Les oxymètres seraient "mal adaptés" aux peaux foncées

Les oxymètres à pouls, utilisés pour mesurer le taux d'oxygène dans le sang notamment chez les malades du Covid-19, donneraient des "lectures trompeuses" sur les patients à la peau foncée.

La rédaction d'Allo Docteurs
La rédaction d'Allo Docteurs
Rédigé le , mis à jour le
 Oxymètre (Image d'illustration)
Oxymètre (Image d'illustration)

L'alerte vient du service de santé public britannique (NHS).
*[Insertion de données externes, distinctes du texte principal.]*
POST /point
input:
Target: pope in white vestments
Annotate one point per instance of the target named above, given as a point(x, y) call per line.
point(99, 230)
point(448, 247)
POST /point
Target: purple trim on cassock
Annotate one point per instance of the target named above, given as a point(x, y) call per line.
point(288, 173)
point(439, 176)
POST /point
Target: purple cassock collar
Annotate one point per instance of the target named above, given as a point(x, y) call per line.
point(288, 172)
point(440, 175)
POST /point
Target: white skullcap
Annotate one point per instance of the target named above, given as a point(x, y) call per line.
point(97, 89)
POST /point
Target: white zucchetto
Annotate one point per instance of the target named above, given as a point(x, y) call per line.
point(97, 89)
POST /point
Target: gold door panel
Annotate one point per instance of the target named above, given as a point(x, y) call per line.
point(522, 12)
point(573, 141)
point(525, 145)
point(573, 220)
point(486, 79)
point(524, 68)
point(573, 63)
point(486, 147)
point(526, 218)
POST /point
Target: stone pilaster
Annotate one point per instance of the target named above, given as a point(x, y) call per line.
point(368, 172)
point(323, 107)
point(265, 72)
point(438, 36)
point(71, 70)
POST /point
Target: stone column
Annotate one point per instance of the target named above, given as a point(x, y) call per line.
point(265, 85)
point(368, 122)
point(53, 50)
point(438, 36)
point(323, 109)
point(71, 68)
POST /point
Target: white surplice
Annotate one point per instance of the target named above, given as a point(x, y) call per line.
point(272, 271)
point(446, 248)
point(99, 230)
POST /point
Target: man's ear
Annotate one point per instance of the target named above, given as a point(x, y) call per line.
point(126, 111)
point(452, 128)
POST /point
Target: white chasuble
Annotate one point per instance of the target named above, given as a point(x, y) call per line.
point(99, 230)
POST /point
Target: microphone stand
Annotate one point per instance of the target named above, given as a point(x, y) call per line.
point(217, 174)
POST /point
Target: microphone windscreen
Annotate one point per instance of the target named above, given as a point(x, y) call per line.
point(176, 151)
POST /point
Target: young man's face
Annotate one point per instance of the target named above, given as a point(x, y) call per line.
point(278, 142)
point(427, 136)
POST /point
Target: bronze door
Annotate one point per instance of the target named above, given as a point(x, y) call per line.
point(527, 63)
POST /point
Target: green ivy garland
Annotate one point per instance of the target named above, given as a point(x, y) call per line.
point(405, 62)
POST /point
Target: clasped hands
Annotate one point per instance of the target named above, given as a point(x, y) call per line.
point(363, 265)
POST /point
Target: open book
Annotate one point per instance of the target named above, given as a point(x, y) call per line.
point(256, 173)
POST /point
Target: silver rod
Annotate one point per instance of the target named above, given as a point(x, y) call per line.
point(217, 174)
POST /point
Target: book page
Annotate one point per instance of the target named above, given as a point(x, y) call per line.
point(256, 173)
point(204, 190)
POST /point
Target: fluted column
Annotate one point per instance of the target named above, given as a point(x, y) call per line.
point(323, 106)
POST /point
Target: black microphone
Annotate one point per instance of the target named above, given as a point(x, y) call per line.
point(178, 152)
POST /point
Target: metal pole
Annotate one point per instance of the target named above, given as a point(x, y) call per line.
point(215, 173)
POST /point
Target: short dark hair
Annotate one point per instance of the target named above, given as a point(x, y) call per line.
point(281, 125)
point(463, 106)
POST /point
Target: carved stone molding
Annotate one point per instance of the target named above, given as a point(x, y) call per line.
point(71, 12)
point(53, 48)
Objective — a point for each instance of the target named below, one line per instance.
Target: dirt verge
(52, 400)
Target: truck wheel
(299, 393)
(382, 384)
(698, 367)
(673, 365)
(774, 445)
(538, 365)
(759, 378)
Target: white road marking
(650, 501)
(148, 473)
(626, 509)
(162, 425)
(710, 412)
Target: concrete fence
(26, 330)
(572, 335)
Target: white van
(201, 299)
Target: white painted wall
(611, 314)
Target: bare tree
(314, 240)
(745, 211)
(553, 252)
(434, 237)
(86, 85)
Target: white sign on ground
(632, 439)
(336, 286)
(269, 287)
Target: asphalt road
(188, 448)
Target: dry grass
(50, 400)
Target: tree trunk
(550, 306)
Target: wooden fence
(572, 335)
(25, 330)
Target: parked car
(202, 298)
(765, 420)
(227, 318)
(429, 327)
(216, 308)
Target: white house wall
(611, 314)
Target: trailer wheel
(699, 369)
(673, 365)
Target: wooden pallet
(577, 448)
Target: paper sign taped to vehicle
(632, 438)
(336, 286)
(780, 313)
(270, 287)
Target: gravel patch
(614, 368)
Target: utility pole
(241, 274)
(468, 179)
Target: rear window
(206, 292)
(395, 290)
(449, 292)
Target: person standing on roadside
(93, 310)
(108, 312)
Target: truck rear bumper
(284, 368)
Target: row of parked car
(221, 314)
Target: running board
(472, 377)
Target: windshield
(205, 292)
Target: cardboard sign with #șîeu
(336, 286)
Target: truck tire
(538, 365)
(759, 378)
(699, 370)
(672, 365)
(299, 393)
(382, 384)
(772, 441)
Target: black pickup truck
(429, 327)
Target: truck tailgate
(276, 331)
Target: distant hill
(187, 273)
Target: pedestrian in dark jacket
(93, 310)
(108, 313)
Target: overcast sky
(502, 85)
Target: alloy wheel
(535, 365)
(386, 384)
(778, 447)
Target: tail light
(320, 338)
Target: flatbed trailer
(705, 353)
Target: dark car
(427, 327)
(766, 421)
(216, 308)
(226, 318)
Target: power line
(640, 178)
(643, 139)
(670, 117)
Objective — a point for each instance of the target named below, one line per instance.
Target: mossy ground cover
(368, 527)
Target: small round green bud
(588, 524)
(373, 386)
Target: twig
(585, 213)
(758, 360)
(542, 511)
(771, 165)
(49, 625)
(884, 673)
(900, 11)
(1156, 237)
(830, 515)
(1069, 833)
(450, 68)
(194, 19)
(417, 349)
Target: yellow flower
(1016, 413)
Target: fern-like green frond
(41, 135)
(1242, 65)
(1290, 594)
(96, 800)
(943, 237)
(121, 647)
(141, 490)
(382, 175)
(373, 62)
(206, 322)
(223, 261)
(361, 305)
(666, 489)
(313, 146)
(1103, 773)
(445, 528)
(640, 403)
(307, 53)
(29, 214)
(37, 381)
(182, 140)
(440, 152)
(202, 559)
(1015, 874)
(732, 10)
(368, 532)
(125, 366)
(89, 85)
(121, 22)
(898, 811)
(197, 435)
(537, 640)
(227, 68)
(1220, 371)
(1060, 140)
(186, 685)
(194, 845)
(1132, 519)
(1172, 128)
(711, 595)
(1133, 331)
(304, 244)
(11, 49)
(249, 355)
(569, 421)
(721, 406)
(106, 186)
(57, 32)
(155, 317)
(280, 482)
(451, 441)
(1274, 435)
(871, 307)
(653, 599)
Elle repose sur une étude de l'Observatoire de la race et de la santé qui a constaté que les oxymètres de pouls "amplifient" parfois "les niveaux d'oxygène dans le sang pour les personnes ayant une couleur de peau plus foncée", conduisant ainsi à une "lecture trompeuse"

Un appareil pour le suivi à domicile 

“Ce sont des appareils qu’on porte le plus souvent au bout du doigt”, explique le Professeur Djillali Annane, chef du service de réanimation de l’hôpital Raymond-Poincaré, à Garches. “Un faisceau lumineux va traverser le doigt au niveau de l’ongle pour pénétrer dans les tissus, et se réfracter dans l’hémoglobine. La réfraction sera différente en fonction de la saturation en oxygène.” 

Lorsqu’ils sont utilisés à l’hôpital, le risque de défaillance lié ces appareils est “minime, car les équipes sont habituées et contrôlent aussi l’oxygénation directement dans le sang”, assure le Professeur. 

Mais les oxymètres de pouls sont aussi souvent utilisés à domicile, pour surveiller une éventuelle dégradation des patients Covid ayant fait un passage en réanimation. Un chiffre trompeur peut retarder la prise d’oxygène, voire l'hospitalisation, alors même que les patients noirs ou issus d'autres minorités ethniques sont touchés de manière disproportionnée par le coronavirus au Royaume-Uni. 

Mieux prendre en compte le facteur ethnique

"Nous devons veiller à avoir des connaissances sur les potentielles limites de certains équipements de santé, en particulier pour les populations présentant un risque accru face à la maladie", a insisté le docteur Habib Naqvi, directeur de l'Observatoire de la race et de la santé. 

Ce dysfonctionnement est particulièrement inquiétant car les personnes issues de minorités ethniques sont surreprésentées dans les professions exposant à des contaminations. Selon plusieurs études, ces populations ont plus de risques de mourir du coronavirus que la moyenne. Cette surmortalité résulte "des injustices structurelles, des inégalités et des discriminations qui ravagent notre société", avait conclu fin octobre un rapport du Parlement britannique. 

Adapter la lecture des résultats

Le NHS recommande que "les patients à la peau foncée qui ont reçu un oxymètre de pouls à continuer à l'utiliser", mais d’adapter leur lecture. Les nouvelles consignes préconisent de prêter davantage attention aux variations relevées plutôt qu'aux chiffres donnés par l'oxymètre, ce qui permet "de voir si les niveaux d'oxygène diminuent, même si l'oxymètre n'est pas totalement précis". 

"Ce sont déjà les recommandations qu’on appliquait en France", assure le Pr Djillali Annane. "C’est un appareil qui mesure en continu, s’arrêter sur un seul chiffre n’a pas de sens ! Il faut se fier à la courbe et surveiller les varitions"

Des dispositifs médicaux

Le Professeur Annane rappelle aussi l’importance de s’écouter : "En aucun cas un patient qui ne se sent pas bien doit être rassuré par le chiffre de l’oxymètre, c’est ce qu’on ressent qui doit primer ! Et il ne doit pas non plus s’affoler inutilement si l’appareil affiche un taux très bas et que lui se sent bien, ça ne sert à rien de saturer le 15 !”. 

Les oxymètres sont avant tout des dispositifs médicaux rappelle-t-il. Pour lui, il n’est pas utile de s’équiper d’un oxymètre sans prescription médicale, et surtout il est important de se référer à son médecin en cas de doute.